More salsa


Peppers and salsa are a daily part of Mexican life.

I heard on the radio that salsa is the number one condiment in America! And I was glad to do my part to help. You see that pepper underneath this blog post? I did my part to publicize salsa over the years. So Mexico, or whoever it is who makes your salsa, can thank me whenever they have time. I’m following in my father’s footsteps. My father, who always carried a jar of salsa with him wherever he went, always had to have his salsa on everything we ate, from Burger King to Dunkin Donuts. This is such a happy moment in my life, even though I don’t eat that much salsa, thanks to my father. He always wanted me to put salsa on all my food. Once when I was about eight years old,  he made some salsa and wanted me to try it. At first, I refused. But then he told me to try a small cube of potato that he took from the salsa. He was happy when I did. But even the potato was spicy! It had absorbed the hotness of the salsa. It’s no wonder I don’t like to eat salsa very often.

Spanish students


Traffic crash scene at the corner of Clark and Randolph.

Oftentimes, I will meet one of my present or former Spanish students unexpectedly. I’m always happy to see them again, but I usually meet them long after I’ve forgotten their names. Once I was at the McDonald’s Playland near Midway Airport with my twin sons when they were about four years old and one of my former students greeted me with a loud and friendly, ¡Hola! I was happy to see her again, but this time she was with her young son and she was happy with her life.

Once while I was on duty as a police officer working in a patrol car, I was assigned to park my squad car with the blue lights flashing so other cars wouldn’t crash into a car that had crashed into the Cook County / City Hall building downtown. This must have been a slow news day because all kinds of cameramen came by to film the car that had crashed into the building while I just sat there in my squad car watching everyone come and go.

Then, I noticed that one cameraman was looking at me as he walked past. I couldn’t help but notice him, too. Then, we both recognized each other! He was in my Spanish class at UIC! He also recognized me. We kind of looked at each other with a look that could only mean, “This is what you do for a living?” I never imagined him as a cameraman. And he definitely never imagined me as a police officer.

Another time I was downtown where an employee of Dunkin Donuts was a theft victim. As I walked into Dunkin Donuts, one of my students saw me. We greeted each other and that was about it. However, I realized afterwards that he saw me in full police uniform walking into a Dunkin Donuts. How cliche! I was actually responding to a radio assignment, but I appeared to be acting like a typical cliché police officer going for coffee and donuts.

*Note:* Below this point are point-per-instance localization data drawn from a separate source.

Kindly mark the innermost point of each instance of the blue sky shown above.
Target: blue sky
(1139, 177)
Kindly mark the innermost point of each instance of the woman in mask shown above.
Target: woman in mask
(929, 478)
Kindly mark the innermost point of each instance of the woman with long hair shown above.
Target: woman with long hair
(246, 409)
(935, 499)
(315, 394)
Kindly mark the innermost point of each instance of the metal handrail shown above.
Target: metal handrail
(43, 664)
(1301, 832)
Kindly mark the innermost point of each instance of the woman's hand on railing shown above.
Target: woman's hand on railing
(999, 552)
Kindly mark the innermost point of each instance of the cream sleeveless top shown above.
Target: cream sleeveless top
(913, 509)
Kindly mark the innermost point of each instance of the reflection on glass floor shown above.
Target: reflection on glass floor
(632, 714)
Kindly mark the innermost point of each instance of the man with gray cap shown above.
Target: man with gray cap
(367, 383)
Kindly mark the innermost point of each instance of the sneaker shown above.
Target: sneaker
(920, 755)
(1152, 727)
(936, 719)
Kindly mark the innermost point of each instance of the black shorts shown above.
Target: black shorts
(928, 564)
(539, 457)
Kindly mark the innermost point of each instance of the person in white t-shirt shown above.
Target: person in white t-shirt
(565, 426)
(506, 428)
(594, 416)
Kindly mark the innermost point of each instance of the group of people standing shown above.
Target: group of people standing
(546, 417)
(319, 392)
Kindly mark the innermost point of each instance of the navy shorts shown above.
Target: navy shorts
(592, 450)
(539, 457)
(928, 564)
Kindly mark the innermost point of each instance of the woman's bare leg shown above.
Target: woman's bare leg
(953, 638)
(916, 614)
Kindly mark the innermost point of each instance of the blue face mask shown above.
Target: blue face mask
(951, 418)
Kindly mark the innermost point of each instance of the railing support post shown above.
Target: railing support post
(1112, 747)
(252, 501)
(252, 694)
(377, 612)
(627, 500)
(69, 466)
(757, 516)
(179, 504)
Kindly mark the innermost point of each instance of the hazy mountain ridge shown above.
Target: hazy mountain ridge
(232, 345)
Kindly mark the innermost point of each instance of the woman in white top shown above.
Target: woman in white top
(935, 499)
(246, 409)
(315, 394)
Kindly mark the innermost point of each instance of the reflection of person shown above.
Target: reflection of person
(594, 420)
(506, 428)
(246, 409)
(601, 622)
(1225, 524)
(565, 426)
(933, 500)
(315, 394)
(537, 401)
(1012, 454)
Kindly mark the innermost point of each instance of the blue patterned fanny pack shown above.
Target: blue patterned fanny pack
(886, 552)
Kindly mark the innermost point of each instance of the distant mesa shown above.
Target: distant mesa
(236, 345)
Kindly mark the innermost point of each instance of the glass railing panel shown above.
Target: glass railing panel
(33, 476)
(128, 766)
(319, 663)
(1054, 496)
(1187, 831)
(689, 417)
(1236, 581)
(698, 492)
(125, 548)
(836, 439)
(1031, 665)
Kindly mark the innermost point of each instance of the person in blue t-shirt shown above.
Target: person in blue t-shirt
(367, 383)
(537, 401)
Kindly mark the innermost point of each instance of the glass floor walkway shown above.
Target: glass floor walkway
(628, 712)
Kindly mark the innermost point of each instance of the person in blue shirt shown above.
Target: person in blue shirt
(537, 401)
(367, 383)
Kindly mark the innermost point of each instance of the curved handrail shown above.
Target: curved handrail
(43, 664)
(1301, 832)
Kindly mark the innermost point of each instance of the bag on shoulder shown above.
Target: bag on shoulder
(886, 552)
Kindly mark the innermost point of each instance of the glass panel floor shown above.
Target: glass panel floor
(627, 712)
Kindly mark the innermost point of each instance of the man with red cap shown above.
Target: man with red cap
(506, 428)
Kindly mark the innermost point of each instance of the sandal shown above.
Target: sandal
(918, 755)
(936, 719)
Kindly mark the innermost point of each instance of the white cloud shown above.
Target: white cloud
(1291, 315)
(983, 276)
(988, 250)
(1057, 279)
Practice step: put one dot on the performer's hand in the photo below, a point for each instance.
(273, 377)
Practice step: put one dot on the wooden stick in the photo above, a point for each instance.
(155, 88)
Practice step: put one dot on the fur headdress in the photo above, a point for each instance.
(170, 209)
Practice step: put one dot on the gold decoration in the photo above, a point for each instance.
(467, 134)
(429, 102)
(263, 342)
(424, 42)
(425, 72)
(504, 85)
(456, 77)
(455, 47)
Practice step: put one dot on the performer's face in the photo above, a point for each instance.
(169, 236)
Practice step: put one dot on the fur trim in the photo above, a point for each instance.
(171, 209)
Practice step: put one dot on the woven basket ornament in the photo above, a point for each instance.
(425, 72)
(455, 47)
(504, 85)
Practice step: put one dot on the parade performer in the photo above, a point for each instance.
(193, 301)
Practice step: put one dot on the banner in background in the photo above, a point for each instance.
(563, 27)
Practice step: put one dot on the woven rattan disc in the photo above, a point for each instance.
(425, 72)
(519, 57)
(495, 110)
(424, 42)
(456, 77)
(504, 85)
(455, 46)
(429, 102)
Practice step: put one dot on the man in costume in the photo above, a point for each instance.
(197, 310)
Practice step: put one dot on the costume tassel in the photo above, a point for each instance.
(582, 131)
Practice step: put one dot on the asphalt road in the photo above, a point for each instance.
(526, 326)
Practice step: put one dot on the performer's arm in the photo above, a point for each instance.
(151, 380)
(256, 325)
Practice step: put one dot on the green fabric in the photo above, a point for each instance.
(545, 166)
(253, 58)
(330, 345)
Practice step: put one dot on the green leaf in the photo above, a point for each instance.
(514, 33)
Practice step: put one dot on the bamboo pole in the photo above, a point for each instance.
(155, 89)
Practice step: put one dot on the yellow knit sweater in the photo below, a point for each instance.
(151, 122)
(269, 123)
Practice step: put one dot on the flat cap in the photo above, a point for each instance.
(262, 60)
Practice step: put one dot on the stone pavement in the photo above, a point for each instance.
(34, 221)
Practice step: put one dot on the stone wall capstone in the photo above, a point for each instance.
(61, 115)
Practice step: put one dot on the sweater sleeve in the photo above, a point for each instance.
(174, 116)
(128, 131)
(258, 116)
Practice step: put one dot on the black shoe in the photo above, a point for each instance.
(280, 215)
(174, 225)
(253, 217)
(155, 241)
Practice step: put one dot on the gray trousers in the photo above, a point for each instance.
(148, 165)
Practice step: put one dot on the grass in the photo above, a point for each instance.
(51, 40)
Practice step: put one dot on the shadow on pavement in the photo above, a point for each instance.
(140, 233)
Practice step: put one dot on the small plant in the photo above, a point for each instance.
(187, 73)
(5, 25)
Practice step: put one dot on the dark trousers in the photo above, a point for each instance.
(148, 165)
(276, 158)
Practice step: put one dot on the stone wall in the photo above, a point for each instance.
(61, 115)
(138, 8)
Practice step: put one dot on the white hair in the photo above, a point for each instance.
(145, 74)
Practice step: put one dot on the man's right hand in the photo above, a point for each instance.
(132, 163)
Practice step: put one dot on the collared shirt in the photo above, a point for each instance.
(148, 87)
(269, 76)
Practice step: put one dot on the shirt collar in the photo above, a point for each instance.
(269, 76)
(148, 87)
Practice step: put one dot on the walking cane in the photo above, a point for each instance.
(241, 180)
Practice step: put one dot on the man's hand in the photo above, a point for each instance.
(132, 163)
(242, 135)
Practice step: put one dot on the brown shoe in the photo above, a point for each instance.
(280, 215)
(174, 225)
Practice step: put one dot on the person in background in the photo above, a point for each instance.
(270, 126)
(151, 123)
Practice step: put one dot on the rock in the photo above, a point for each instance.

Last Saturday, as I was leaving the Burger King in Mount Greenwood with my twins, I saw a former Spanish student in the parking lot. We said hello to each other and then I noticed that he was with Mark Pera who is running for Congress so they gave me a flyer and asked me to vote for him. I responded that I would think about it. When I got home, just by chance, Mark Pera’s campaign office called me and asked me to vote for him. I told the caller that I had just seen him, but she didn’t believe me.